An Image Tampering Detection and Localization using MATLAB. IMAGE TAMPERING DETECTION AND LOCALIZATION USING ELA (Error-Level Analysis)
Step 1: Reading and extracting Metadata of an Image
Step 2: (Error Level Analysis) Error Level Analysis (ELA) permits identifying areas within an image that are at different compression levels. With JPEG images, the entire picture should be at roughly the same level. If a section of the image is at a significantly different error level, then it likely indicates a digital modification. ELA highlights differences in the JPEG compression rate. Regions with uniform colouring, like a solid blue sky or a white wall, will likely have a lower ELA result (darker colour) than high-contrast edges. The things to look for:
Edges:
Similar edges should have similar brightness in the ELA result. All high-contrast edges should look similar to each other, and all low-contrast edges should look similar. With an original photo, low-contrast edges should be almost as bright as high-contrast edges.
Textures:
Similar textures should have similar colouring under ELA. Areas with more surface detail, such as a close-up of a basketball, will likely have a higher ELA result than a smooth surface.
Surfaces: Regardless of the actual colour of the surface, all flat surfaces should have about the same colouring under ELA.
Look around the picture and identify the different high-contrast edges, low-contrast edges, surfaces, and textures. Compare those areas with the ELA results. If there are significant differences, then it identifies suspicious areas that may have been digitally altered.
Resaving a JPEG removes high-frequencies and results in less differences between high-contrast edges, textures, and surfaces. A very low quality JPEG will appear very dark.

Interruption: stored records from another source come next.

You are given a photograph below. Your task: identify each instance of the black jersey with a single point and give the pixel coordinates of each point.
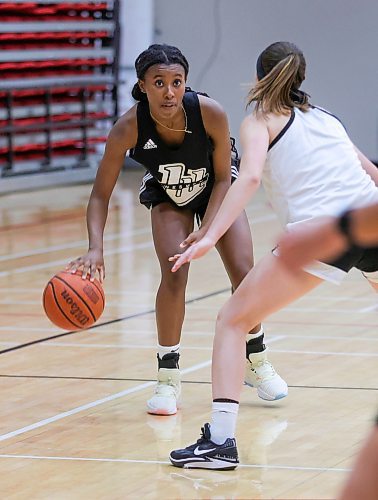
(185, 172)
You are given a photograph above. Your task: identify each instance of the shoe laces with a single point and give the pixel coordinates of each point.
(263, 369)
(205, 436)
(166, 388)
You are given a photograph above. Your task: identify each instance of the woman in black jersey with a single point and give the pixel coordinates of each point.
(182, 139)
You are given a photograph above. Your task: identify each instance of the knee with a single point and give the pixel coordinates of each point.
(227, 321)
(175, 282)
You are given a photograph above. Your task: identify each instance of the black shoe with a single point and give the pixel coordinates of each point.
(205, 454)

Scaling a picture smaller can boost high-contrast edges, making them brighter under ELA. Similarly, saving a JPEG with an Adobe product will automatically sharpen high-contrast edges and textures, making them appear much brighter than low-texture surfaces. Disadvantages: • A single pixel change, or minor colour adjustment, may not generate a noticeable change in the ELA.
• Since JPEG operates on a grid, a change to any part of the grid will likely impact the entire grid square. You may not be able to identify exactly which pixel in the grid was modified.

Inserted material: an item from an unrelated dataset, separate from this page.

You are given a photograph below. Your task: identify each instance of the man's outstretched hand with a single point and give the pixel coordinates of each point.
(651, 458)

• JPEG uses the YUV colour space. High contrast colors in the same grid, such as black and white, orange and blue, or green and purple (opposite ends of the YUV colour space), will usually generate higher ELA values than similar colours in the same grid.
• ELA only identifies what regions have different compression levels. It does not identify sources. If a lower quality image is spliced into a higher quality picture, then the lower quality image may appear as a darker region. • Scaling, recolouring, or adding noise to an image will modify the entire image, creating a higher error level potential.

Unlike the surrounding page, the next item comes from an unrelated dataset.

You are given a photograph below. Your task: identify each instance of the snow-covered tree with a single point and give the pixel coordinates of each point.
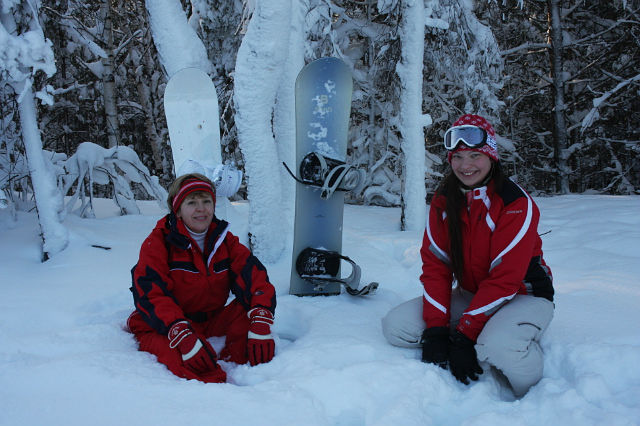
(412, 121)
(25, 53)
(259, 68)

• If an image is resaved multiple times, then it may be entirely at a minimum error level, where more resaves do not alter the image. In this case, the ELA will return a black image and no modifications can be identified using this algorithm.
• With Photoshop, the simple act of saving the picture can auto-sharpen textures and edges, creating a higher error level potential. This artifact does not identify intentional modification; it identifies that an Adobe product was used. (Remember: if someone needs to download a picture from their camera or resize a picture for the web, they are just as likely to reach for Photoshop as they are to use any other tool.) Technically, ELA appears as a modification because Adobe automatically performed a modification, but the modification was not necessarily intentional by the user.
• As mentioned above, rainbowing is not exclusive to Photoshop. The open source GIMP drawing program may introduce a little rainbowing and some high quality photos may contain rainbowing.
• NOTE: ELA is only one algorithm. The interpretation of results may be inconclusive. It is important to validate findings with other analysis techniques and algorithms.
Step 3: Calculating Luminosity of RGB channel of Entire image Here the luminosity i.e. The intensity of Red green and blue of all the pixels in the entire image is calculated. Here entire image is iterated and maximum value is retrieved from the RGB vectors of Image.
Step 4: Performing 2-D Adaptive Noise - removal Filtering wiener2 lowpass filters an intensity image that has been degraded by constant power additive noise. wiener2 uses a pixel-wise adaptive Wiener method based on statistics estimated from a local neighbourhood of each pixel.
Step 5: Creating Morphological Structuring Element and recreating morphological image using ‘bothat’ and ‘tophat’ operations
Syntax: SE = strel(shape,parameters) Description: SE = strel(shape,parameters) creates a structuring element, SE, of the type specified by shape. Here the Morphological opening and closing of an image is calculated using ‘bothat’ and ‘tophat’ functions.